Lucy is a Diclonius, a being that looks human but is capable of telekinetically ripping apart anything within two metres of herself. This is graphically demonstrated when her captors at the research facility make one tiny mistake and soon find themselves being reduced to a gory spray of body parts. She murders almost everyone, from the wounded and helpless down to random secretaries who happen to stumble across her path, until a sniper puts a bullet in her head. Unfortunately this doesn't kill her.
Nyuu is a bubbly, enthusiastic girl with horns and probably brain damage. She can only say one word ("nyuu"), she doesn't have a problem with public nudity and she soon becomes emotionally dependent on Kouta and Yuka. They're two cousins who find this stranger standing in the sea and take her home.
Unfortunately Nyuu also happens to be Lucy.
This show is like Chobits, but created by someone whose children were being chained to a wall and beaten with sticks. Superficially it slots into all the pigeonholes. Cute pink-haired girl with amnesia and no particular attachment to her clothes? Check. Hapless boy who finds himself living with her? Check. A female childhood friend of said boy, with a crush on him? Check. Clean-lined character designs that make the cute characters even cuter, like a million anime before and since? Wow, you guessed! There are further specific similarities with Chobits. Like Chi, Nyuu is a complete innocent with horns and a one-word vocabulary. (Chi's horns were input-output computer sockets, but Nyuu's horns are just horns.) Neither can dress themselves, which causes embarrassment for their respective male guardians. Both have hidden powers.
The difference is that Chi's powers involved mystical computer control. Nyuu's powers involve telekinetic decapitation, dismembering people's living torsos or just torturing them to death for kicks. The first time we see her, she's buck naked from the neck down and shredding a research facility's security forces in a splashy shower of heads, limbs and internal organs. She's also no respecter of non-combatants... I won't go into details regarding that unfortunate secretary.
However it's not simply the violence, but the whole attitude behind it. This is a show where innocents will be exploited, raped and/or die gurgling in their own blood. The fluffy stuff is there deliberately, for contrast. You've got tame-but-heartwarming relationship comedy with a little sexual misunderstanding. You care for the characters. You understand Yuka's feelings for Kouta. You want everything to end happily... but you also know that this sweet slice of escapism has been cut-and-pasted into something as near to a video nasty as this sheltered genre may ever get. It's brutal.
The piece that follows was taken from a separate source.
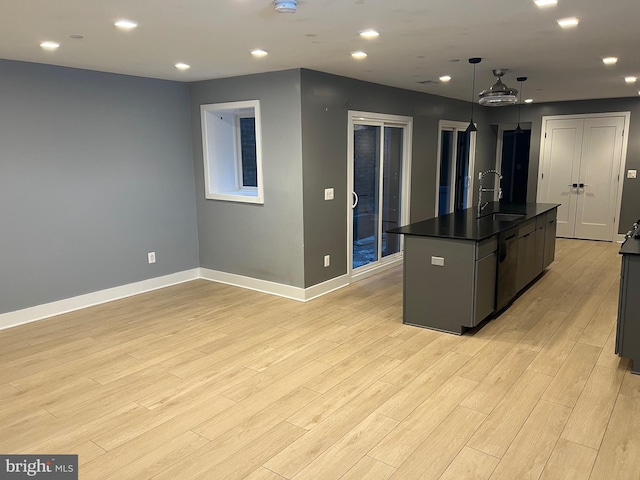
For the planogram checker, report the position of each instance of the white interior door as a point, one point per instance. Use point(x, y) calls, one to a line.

Some day, somewhere, someone will probably go further than Elfen Lied, but I'm not holding my breath.
This may sound like a cock-eyed combination, but in fact it's almost impossible to stop watching. Either half of the show could have carried a series on its own, but it's their juxtaposition that gives Elfen Lied its punch. Unrelenting splatterfests can often get boring - but that's never a problem here, not with a little girl and her puppy wandering around.
As the finale looms, you'll be convinced that Elfen Lied is building towards an apocalypse. It is, but it also isn't. Yes, the final body count is up there with a small military invasion. No, you certainly can't expect all the cast to survive. However in its own bloodsoaked way it's surprisingly optimistic, if you can overlook small details like gratuitous murder and the possible doom of mankind.
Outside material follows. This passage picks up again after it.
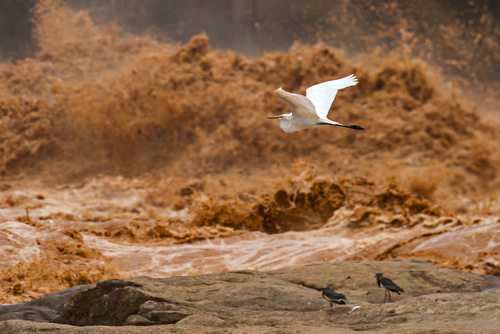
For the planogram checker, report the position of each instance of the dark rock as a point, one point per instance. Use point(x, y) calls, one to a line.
point(436, 300)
The simplistic character designs are appropriate for the nice guys, but a bit crap for the gritty bastards. However in other respects the animation is impressive and doesn't hold back where it counts. There's nudity and violence a-plenty, with razor-sharp nipples and buckets of blood. (Often both simultaneously.) The painted backgrounds can be downright beautiful and there are often lots of lovely touches in the animation, for instance with showers of falling petals. There's underage nudity too... and I'm not talking about fourteen. I'm talking about eight.
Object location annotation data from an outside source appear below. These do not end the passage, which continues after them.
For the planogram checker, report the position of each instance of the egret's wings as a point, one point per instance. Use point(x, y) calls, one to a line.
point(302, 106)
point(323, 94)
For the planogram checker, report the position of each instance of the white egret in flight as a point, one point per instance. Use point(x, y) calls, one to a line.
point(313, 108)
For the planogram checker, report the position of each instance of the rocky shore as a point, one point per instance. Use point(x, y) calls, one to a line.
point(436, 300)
They could perhaps have trimmed one or two of the flashback montages. The backstory of this show is all-important and takes several episodes to work through properly, which does detract slightly from the present urgency. My only real grumble is that the ending leaves enough unresolved as to feel almost sequel-hunting... yeah, good luck, guys. Dream on. The reason for this is that Okamoto Rin's original manga wasn't completed until 2005 and the anime only adapts the first 60 of its 107 chapters. Nevertheless even as it stands the anime's ending feels satisfying and sufficiently complete that most fans are happy for the remaining chapters to remain un-animated.
There's an OVA episode currently only available on Japanese R2 DVD. It was released on the last disc but takes place during an earlier episode, so has been variously called Episode 14 or Episode 10.5. Scarily it's a more light-hearted instalment in the series with a cute ending, despite the fact that in it a child gets shot in the head. However it also answers one puzzling question from earlier in the series, so I personally regard it as a must-watch.
Elfen Lied is one hell of a show. It's shocking, sad and sometimes even funny! The character designs are inappropriately cute, but deliberately so. It's also less traumatic than you'd think. I react badly to depressing stories but I enjoyed the hell out of this. Arguably it relies too much on shock value to be truly great, but for me to be making that criticism is in itself a compliment. This series certainly won't be for everyone, but for the right audience I couldn't recommend it more highly.